Fears over how police protect vulnerable people

Domestic violence victim posed by model Image copyright Science Photo Library
Image caption Domestic abuse crimes are usually dealt with by police teams known as Public Protection Units

A senior police officer has expressed concern about the way forces in England and Wales protect vulnerable people from abuse and exploitation.

Gavin Thomas, president of the Police Superintendents Association (PSA), said officers in charge of public protection should be licensed for the role.

He called for national standards for protecting people such as domestic abuse victims and children.

The Home Office said: "Proposals are already being brought forward."

Mr Thomas will speak at the PSA's annual conference in Stratford-upon-Avon later.

Crimes such as domestic violence, child abuse and sexual exploitation are usually dealt with by police teams known as Public Protection Units.

These units are also responsible for finding missing people and monitoring sex offenders.

'Skilled specialism'

But a PSA report found almost half of those in charge of the units had no previous experience of public protection, and eight out of 10 had received no training or development for the role.

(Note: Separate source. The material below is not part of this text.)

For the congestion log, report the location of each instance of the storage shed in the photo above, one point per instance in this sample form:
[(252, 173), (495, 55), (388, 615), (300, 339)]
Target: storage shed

At the conference, Ch Supt Thomas will say: "We have standards, accreditation and skills to practice in firearms, public order and driving patrol cars.

"But currently there is no such requirement for protecting children and vulnerable people.

"Superintendents are carrying significant amounts of responsibility and must have the training and development to do their jobs effectively.

"It is a highly skilled specialism and should require a licence to practice."

He will also call for a common definition among all public services of what "vulnerable" means.

A Home Office spokesman said the proposals being brought forward would see minimum training and standards for specialist roles, including those who work with victims of domestic abuse and child sexual exploitation.

He added: "The College of Policing will be given the responsibility to enforce these standards through a system of national accreditation.

"This has already been a proven success in other critical areas such as firearms and public order."